Man weiß nur wenig  über den Liebesapfel als Nahrungsmittel. Die ersten sporadischen Aufzeichnungen über sein Nutzung als frische oder gekochte Frucht für die Zubereitung von Soße finden sich im 17. Jahrhundert im meridionalen Europa. Erst Ende des 18 Jahrhunderts bekam der Anbau der Tomate als Nutzpflanze einen starken Impuls in Europa, hauptsächlich in Frankreich und Süditalien. Während sie in Frankreich nur am Hof des Königs verspeist wurde, verbreitete sie sich in Neapel wegen einer Hungersnot schnell im Volk!

Und eingekocht?
 
1762 beschrieb Lazzaro Spallanzani Konservierungstechniken für Tomaten.
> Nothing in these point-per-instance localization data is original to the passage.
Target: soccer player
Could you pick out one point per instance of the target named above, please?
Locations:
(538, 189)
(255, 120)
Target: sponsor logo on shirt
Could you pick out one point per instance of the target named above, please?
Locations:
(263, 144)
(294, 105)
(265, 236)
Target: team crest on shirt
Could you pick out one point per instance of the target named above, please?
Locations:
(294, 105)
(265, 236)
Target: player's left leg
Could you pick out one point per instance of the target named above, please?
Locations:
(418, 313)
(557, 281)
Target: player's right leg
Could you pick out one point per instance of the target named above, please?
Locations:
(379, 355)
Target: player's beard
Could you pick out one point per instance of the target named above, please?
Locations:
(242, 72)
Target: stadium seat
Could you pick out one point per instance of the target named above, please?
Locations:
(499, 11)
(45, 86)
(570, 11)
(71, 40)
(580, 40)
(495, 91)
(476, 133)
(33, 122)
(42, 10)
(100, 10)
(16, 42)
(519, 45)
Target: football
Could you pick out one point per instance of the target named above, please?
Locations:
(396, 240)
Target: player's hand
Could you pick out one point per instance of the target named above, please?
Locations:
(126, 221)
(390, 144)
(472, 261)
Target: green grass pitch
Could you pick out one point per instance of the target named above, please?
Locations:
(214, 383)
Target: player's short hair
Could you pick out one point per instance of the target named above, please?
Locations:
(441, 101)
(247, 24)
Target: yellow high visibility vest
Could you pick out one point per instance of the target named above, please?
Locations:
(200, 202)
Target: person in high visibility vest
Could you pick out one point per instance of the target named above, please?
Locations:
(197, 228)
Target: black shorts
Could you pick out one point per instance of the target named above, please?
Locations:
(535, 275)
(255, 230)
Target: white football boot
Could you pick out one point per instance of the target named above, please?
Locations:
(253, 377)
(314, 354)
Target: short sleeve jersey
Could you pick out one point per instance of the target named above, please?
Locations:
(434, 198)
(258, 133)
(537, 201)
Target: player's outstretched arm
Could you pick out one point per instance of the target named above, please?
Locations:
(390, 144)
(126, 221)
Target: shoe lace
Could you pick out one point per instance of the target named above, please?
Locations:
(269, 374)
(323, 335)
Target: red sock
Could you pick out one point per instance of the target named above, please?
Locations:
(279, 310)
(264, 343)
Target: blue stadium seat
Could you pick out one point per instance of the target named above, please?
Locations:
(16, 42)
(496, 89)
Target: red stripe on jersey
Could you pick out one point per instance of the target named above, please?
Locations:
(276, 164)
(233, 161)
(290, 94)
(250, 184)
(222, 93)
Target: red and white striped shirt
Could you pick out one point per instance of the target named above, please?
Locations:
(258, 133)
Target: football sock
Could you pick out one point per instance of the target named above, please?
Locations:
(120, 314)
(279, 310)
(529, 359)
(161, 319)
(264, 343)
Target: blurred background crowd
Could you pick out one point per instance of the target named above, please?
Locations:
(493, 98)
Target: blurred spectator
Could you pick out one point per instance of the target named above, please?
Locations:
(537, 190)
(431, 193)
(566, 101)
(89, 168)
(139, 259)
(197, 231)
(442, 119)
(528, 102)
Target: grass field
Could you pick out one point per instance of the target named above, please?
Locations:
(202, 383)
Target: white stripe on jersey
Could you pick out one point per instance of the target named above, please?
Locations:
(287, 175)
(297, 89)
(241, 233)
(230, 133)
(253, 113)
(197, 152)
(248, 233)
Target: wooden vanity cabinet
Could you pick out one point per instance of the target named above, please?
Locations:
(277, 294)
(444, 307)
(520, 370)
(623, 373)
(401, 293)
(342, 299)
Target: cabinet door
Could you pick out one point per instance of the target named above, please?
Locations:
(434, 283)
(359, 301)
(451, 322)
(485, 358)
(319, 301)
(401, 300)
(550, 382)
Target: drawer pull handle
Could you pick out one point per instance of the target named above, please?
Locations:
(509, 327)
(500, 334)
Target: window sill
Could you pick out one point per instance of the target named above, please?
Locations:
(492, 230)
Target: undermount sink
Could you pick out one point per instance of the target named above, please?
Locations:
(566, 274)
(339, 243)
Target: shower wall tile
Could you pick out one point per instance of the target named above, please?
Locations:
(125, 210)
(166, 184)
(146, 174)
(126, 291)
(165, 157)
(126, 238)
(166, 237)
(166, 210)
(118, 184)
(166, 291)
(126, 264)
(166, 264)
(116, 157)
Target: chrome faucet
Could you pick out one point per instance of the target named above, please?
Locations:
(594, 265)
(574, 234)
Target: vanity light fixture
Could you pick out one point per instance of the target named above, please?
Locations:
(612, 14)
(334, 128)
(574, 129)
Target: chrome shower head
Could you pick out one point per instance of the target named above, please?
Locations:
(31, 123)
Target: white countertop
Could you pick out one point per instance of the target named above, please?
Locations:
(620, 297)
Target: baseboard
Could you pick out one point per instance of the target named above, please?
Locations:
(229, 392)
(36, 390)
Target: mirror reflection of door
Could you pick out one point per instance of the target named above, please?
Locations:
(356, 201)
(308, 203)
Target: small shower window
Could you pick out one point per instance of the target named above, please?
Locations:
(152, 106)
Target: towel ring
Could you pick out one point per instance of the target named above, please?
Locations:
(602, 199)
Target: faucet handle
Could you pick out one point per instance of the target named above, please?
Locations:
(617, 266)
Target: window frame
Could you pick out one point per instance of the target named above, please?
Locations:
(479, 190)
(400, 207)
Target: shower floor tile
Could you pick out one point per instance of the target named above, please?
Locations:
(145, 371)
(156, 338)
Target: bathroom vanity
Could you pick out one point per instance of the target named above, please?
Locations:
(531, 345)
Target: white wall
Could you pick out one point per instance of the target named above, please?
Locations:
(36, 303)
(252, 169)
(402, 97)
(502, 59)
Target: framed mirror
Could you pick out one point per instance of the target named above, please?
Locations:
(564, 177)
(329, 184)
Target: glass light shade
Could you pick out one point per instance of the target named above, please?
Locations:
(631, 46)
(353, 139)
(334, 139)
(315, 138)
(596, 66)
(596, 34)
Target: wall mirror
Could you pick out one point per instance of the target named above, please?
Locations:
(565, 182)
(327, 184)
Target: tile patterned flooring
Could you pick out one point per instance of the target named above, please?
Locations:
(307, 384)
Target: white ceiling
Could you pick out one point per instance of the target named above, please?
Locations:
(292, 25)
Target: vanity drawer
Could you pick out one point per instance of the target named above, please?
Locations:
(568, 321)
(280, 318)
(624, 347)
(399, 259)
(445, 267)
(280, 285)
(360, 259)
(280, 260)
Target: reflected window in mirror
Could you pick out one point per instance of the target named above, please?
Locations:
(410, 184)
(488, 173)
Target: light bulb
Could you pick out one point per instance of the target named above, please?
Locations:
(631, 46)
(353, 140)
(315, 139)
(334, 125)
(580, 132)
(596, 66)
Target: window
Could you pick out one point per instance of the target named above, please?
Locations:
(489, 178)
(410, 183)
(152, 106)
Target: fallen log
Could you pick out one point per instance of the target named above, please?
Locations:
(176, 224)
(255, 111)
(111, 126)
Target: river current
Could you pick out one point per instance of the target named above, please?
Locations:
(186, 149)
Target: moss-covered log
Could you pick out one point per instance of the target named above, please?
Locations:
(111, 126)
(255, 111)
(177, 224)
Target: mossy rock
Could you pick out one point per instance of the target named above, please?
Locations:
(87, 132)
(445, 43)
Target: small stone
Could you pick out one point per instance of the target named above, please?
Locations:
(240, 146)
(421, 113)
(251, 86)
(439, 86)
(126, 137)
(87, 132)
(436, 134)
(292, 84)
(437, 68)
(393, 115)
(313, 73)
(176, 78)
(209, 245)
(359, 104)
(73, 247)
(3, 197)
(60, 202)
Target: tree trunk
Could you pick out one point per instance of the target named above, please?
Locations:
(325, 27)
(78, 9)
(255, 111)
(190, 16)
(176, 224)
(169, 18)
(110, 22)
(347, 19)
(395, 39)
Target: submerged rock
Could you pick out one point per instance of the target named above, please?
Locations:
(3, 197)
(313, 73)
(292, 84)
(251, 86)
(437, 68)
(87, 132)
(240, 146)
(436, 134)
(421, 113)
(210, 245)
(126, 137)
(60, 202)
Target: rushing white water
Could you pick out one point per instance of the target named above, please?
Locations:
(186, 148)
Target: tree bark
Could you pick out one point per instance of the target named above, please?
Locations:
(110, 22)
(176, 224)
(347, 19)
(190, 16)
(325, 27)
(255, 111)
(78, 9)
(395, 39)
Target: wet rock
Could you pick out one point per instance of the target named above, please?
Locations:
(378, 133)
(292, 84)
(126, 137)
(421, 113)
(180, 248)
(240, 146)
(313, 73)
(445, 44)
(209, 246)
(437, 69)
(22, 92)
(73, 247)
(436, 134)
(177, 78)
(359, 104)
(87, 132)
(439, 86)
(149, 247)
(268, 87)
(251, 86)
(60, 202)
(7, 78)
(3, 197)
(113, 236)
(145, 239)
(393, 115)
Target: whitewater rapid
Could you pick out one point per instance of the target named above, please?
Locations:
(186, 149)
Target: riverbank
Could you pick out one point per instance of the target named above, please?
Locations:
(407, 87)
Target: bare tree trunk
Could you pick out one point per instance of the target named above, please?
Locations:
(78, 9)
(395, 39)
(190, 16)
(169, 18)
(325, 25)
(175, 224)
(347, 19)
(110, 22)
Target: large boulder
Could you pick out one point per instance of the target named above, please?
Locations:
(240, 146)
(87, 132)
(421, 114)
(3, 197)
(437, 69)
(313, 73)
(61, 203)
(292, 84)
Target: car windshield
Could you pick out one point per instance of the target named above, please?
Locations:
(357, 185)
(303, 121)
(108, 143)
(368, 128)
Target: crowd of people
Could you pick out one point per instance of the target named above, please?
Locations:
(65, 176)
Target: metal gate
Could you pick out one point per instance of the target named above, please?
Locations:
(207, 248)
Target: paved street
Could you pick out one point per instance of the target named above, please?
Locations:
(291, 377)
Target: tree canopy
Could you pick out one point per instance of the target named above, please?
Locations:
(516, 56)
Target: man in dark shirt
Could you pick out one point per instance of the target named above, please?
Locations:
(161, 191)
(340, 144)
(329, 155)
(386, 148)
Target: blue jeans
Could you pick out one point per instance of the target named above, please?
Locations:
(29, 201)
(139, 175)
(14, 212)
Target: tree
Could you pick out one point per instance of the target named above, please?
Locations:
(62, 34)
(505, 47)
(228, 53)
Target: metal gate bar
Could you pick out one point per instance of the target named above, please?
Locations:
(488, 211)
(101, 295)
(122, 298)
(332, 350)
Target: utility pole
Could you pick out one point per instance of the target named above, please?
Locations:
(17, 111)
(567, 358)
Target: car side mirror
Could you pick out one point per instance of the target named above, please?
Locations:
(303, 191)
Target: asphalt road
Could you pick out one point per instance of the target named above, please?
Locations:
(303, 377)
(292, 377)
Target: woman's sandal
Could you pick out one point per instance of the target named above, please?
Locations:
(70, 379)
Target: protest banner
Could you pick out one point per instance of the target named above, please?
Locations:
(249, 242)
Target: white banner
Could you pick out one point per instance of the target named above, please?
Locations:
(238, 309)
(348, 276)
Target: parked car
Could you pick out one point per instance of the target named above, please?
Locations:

Er entdeckte als erster, daß sie durch Abkochen und Verschließen in Behältern nicht verderben. Doch erst im 19. Jahrhundert wurde die Tomate in gastronomischen Abhandlungen in Europa eingeführt, etwa im „Cuoco Galante“ („der raffinierte Koch“), geschrieben vom großen neapolitanischen Hofkoch Vincenzo Corrado 1819. Dort gibt es bereits viele Rezepte mit gefüllten und frittierten Tomaten.

Viva Napoli: Pasta mit Tomatensoße
Der Neapolitaner Don Ippolito Cavalcanti beschrieb 1839 in der zweiten Ausgabe der „Cucina Teorico Pratica“ erstmalig, was in Neapel bereits verbreitet war: die Zubereitung von Pasta mit Tomatensoße und das erste Ragù-Rezept, eine neapolitanische Tomaten-Fleischsoße.

Schon gewußt?
Die Tomatenpflanze wird an einer Rankhilfe bis zu zwei Metern hoch. Sie ist reich an Vitaminen (A, C, B1, B2, K, P und PP) und kommt ursprünglich aus Chile und Ecuador, wo sie dank des tropischen Klimas ganzjährig Früchte trägt. In unseren Regionen wird die Freilandtomate nur im Sommer geerntet.